Giovedì 4 luglio, alle ore 21.45 in Piazza Maggiore, presenterà Leviathan. Venerdì 5 luglio, alle ore 18 al MAST.AUDITORIUM, incontro pubblico e presentazione di Loveless.

Doppio appuntamento con il regista russo Andrej Zvjagincev, che in questi giorni sta insegnando a Bologna ai ragazzi dell’IFA – International Filmmaking Academy.

Domani, giovedì 4 luglio, alle ore 21.45, sarà in Piazza Maggiore, nell’ambito della manifestazione Sotto le stelle del cinema, per presentare il suo film del 2014, Leviathan.

Venerdì 5 luglio, alle ore 18 al MAST.AUDITORIUM, Andrej Zvjagincev terrà un incontro pubblico assieme al direttore della Cineteca di Bologna Gian Luca Farinelli e presenterà, a seguire, il suo film del 2017, Loveless.

“Il difficile rapporto tra uomo e stato è da moltissimo tempo un tema ricorrente della vita in Russia”, ha detto Zvjagincev, parlando di Leviathan. “Ma se il mio film è ambientato in terra russa è solo perché non sento alcuna parentela, alcun legame genetico con nient’altro. Tuttavia sono profondamente convinto che, a prescindere dalla società in cui viviamo, dalla più sviluppata alla più arcaica, un giorno ci troveremo tutti a dover scegliere tra due alternative: vivere come schiavi o vivere come uomini liberi. E se pensiamo ingenuamente che possa esistere un potere statale che ci liberi da quella scelta ci sbagliamo di grosso. Nella vita di ogni uomo arriva un momento in cui deve confrontarsi con il sistema, con il Mondo, e difendere il proprio senso della giustizia, il proprio senso del divino sulla Terra. Oggi è ancora possibile porre queste domande al pubblico e trovare nel nostro paese un eroe tragico, un Figlio di Dio, un personaggio che è tragico da tempo immemorabile. Ed è proprio per questo che la mia patria non è ancora perduta per me, né per chi ha realizzato questo film”.

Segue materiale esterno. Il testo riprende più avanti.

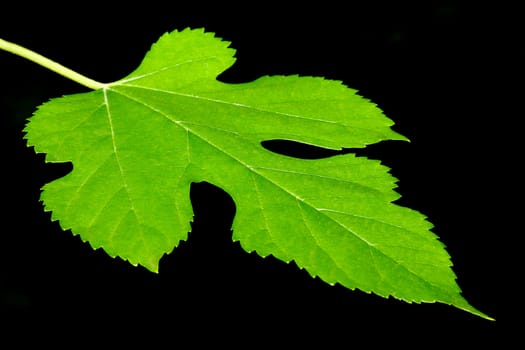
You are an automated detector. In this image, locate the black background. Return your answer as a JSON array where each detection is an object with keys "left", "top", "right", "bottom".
[{"left": 0, "top": 1, "right": 512, "bottom": 348}]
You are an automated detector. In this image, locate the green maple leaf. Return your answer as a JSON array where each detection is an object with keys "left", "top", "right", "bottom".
[{"left": 5, "top": 30, "right": 489, "bottom": 318}]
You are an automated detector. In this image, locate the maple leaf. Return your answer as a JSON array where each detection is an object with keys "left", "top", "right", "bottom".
[{"left": 10, "top": 29, "right": 488, "bottom": 318}]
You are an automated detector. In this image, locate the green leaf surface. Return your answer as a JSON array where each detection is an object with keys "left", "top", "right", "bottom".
[{"left": 25, "top": 29, "right": 492, "bottom": 317}]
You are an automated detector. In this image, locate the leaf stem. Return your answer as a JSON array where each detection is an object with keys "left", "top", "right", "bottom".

Queste invece le parole di Zvjagincev a proposito di Loveless: “Mi piacerebbe riuscire a tracciare delle linee di collegamento tra Loveless e il film di Ingmar Bergman Scene da un matrimonio, trasposto in un’epoca diversa e recitato da altri personaggi: cittadini contemporanei, privi di qualsiasi forma di autocoscienza o dubbio, una coppia della classe media della Russia di oggi. Stanchi l’uno dell’altro dopo tanti anni di matrimonio, un uomo e una donna decidono di divorziare. Una situazione come tante altre… Solo che entrambi hanno già nuovi progetti di vita. Desiderano voltare pagina. Iniziare un nuovo capitolo della loro vita, con un nuovo partner e nuove emozioni che li possano far sentire finalmente completi e pieni di buoni propositi per il futuro. L’esperienza passata ha minato un po’ la loro fiducia ma sono ancora carichi di aspettative per il futuro. Quello che rimane da fare è liberarsi del fardello che si frappone tra loro e la felicità: il figlio Alyosha, un estraneo per entrambi, che diventa uno straccio che si lanciano con rancore uno in faccia all’altro. “Voglio che sia diverso: non voglio ripetere gli errori che mi hanno portato a questa delusione; voglio un nuovo inizio” – è quello che pensano tutti quelli che si vergognano dei propri fallimenti. Alla fine, l’unica cosa che puoi realmente cambiare è te stesso. Solo dopo averlo fatto il mondo che ti circonda tornerà a splendere di nuovo. Questa era postmoderna è una società post-industriale inondata da un continuo flusso di informazioni ricevute da individui che si interessano alle altre persone sporadicamente e solo per ottenere qualcosa in cambio. Ogni individuo pensa solo a se stesso. L’unico modo per potersi sottrarre a questa indifferenza è quello di sacrificare se stesso per gli altri, anche per persone estranee, come il coordinatore dei volontari che perlustra il paese per cercare il bambino scomparso, senza ricevere nessuna ricompensa, come se questo fosse l’unico scopo della sua vita. Uno scopo che dà senso ad ogni sua azione. Questo è l’unico modo per combattere la brutalità e il caos del mondo”.